# Double Slits

1. Apr 20, 2010

### Oerg

I have a problem on Young's double slits which says that the central bright fringe shifts 4.5? fringes after a piece of plastic is placed in front one of the slits.

My question is: Why is the central bright fringe shifted for 4.5 fringes? Shouldn't it be 0.5 fringe instead since maximum interference is already achieved then? (Because 4 wavelengths of optical path difference is the same as none at all [no considering the coherence length])

2. Apr 20, 2010

### kuruman

You are quite right is saying that 4 wavelengths are the same as none at all, but we are not talking about the phase change here. A thicker piece of plastic will shift the central maximum more than a thinner piece, i.e. the shift depends on how many wavelengths you can fit within a particular thickness of plastic.

3. Apr 21, 2010

### Oerg

well, since there is an optical path difference then there is a phase change and the condition becomes $$a\sin{\theta}=OPD-\frac{OPD}{\lambda}+m\lambda$$. Shouldn't this be the case?

4. Apr 21, 2010

### kuruman

Consider what happens to the point where the central maximum was initially. With insertion of the plastic, this point is occupied by what used to be the minimum between fringes 4 and 5. Therefore, displacing air of thickness d with plastic of thickness d and index of refraction n adds 4.5 wavelengths to the central path, i.e.

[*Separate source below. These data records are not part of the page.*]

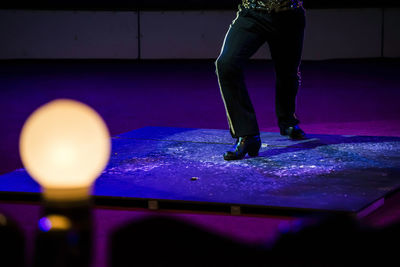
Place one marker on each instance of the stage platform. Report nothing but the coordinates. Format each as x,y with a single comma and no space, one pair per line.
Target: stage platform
183,169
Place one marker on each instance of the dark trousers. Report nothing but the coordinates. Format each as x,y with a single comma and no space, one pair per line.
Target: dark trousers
284,33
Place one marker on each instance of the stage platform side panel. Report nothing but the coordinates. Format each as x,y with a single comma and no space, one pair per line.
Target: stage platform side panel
324,172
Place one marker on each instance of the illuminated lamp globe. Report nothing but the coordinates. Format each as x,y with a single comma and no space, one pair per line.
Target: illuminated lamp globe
64,146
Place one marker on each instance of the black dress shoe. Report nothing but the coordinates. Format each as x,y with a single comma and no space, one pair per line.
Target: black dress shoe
244,145
294,132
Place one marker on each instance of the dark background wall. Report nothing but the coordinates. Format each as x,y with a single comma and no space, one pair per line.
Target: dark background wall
184,29
181,4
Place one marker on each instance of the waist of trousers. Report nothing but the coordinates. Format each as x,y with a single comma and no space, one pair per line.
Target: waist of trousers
272,5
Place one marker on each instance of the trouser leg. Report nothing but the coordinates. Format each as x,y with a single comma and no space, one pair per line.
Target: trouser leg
286,48
241,42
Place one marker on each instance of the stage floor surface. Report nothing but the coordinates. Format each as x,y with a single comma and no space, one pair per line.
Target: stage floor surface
183,168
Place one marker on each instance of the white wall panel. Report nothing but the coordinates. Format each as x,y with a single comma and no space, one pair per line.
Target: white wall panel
343,33
189,34
392,33
68,34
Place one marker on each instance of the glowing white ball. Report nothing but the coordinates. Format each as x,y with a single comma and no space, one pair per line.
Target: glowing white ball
65,144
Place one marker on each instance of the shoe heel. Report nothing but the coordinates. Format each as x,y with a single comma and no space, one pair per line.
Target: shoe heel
253,151
253,154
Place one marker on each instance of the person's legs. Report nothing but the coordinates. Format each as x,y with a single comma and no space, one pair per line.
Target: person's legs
286,48
243,39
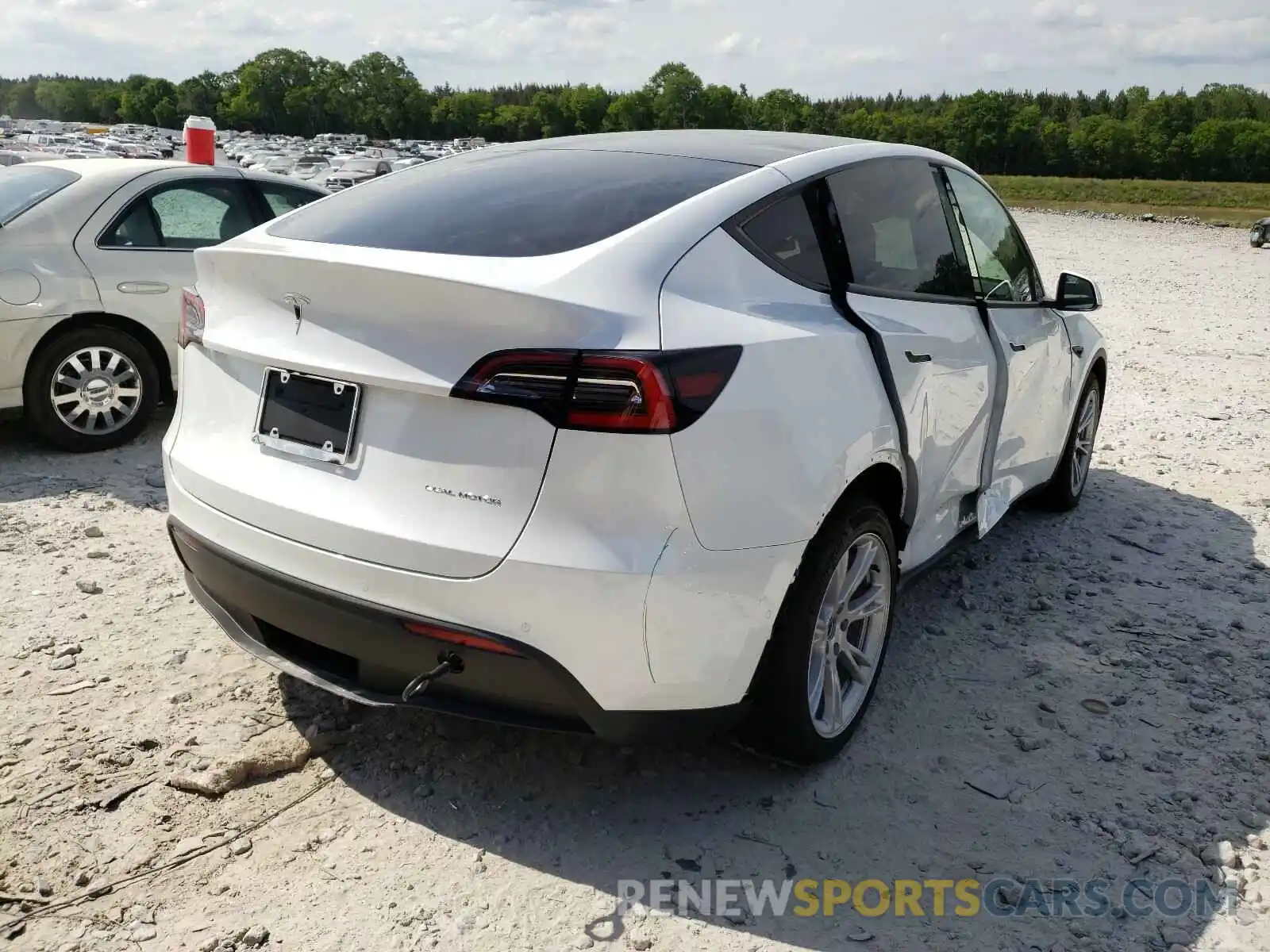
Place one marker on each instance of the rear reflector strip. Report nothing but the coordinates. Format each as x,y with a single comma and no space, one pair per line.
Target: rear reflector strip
463,639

$$\frac{d}{\lambda/n}=\frac{d}{\lambda}+4.5$$

5. Apr 21, 2010

### Oerg

but isnt the central fringe supposed to be the fringe where $$\theta$$ gives a maximum interference for the lowest $$\theta$$? Because the sin function has a decreasing gradient, the size of the the central fringe is the largest so the central fringe cant possibly move more than a fringe. Is there anything wrong with my reasoning?

6. Apr 21, 2010

### kuruman

The central fringe appears where the phase difference is zero (or path length difference is zero wavelengths). Fringe 4 appears where the phase difference is 4*2π (or path length difference is 4 wavelengths).

When you add the plastic to one slit, you are essentially adding 4.5λ to any path from that slit to the screen. The central maximum correspondingly moves to a point on the screen that is 4.5λ farther away from the other slit in order to preserve the criterion that the difference between the two paths is zero wavelengths.